Likewise, when I access my wireless devices via my blu-ray player, it recognizes there are two connected VIP receivers in the house.

So, obviously, I don't know my head from a hole in the ground on this topic. Any pointers on how to proceed with assuring the broadband connection and getting access to all that free content?
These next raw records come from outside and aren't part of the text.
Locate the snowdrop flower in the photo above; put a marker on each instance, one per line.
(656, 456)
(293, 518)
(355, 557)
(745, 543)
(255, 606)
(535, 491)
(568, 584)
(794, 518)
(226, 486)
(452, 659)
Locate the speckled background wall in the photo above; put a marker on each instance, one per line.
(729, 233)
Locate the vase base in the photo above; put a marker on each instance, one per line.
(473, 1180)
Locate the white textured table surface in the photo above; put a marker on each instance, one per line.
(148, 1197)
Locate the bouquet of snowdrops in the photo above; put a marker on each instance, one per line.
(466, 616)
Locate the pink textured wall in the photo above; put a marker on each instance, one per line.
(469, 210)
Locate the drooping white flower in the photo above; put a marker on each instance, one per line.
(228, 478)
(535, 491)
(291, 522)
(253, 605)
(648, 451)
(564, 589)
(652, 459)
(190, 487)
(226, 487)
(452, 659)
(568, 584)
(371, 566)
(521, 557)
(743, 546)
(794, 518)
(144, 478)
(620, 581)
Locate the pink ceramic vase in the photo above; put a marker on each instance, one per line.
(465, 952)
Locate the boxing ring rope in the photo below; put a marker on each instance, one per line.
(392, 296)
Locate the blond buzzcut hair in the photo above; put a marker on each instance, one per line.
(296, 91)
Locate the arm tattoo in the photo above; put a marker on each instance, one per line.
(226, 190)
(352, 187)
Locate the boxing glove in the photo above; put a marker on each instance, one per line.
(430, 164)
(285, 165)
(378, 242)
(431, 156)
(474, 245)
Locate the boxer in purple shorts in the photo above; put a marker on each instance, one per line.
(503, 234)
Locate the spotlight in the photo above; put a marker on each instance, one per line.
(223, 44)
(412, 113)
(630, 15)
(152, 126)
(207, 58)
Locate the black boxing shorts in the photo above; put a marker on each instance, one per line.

As always, many many thanks ...

***

SEQUEL ALERT!

I might have just figured it out. Here on the Dish website (http://www.mydish.com/support/use-broadband-vod) it seems to say broadband video on demand (the free stuff, not the fee stuff) isn't available on a 211K despite its having an EHD. Funny, I would've sworn I'd read elsewhere on the Dish website that it is. Guess I would've sworn wrong in that case. So, did I figure it out ... or am I more lost than ever?


----------



## P Smith (Jul 25, 2002)

since the 211[k] is "converted" to DVR device, don't expect all features of normal DVR
just use whatever it allow to do


----------



## some guy (Oct 27, 2012)

"rovenorth" said:


> Hi all ...
> 
> I've got a wireless router. It allows me to use my laptop computer around the house, to print wirelessly, and to stream Netflix and Pandora via an LG blu-ray player. Whoopdeedoo.
> 
> ...


It sounds like you have a sling link installed which is providing broadband to your receivers.the 211 can act as a DVR for recording but it isn't compatible with dish online or vod/on demand.


----------



## rovenorth (Jan 9, 2013)

Thanks again ... yup, I done figgered it out. An EHD on a 211K don't do nothin but record/playback/"pause live TV"/similar. I'm so far behind the times that just that, for me, is big fun!


----------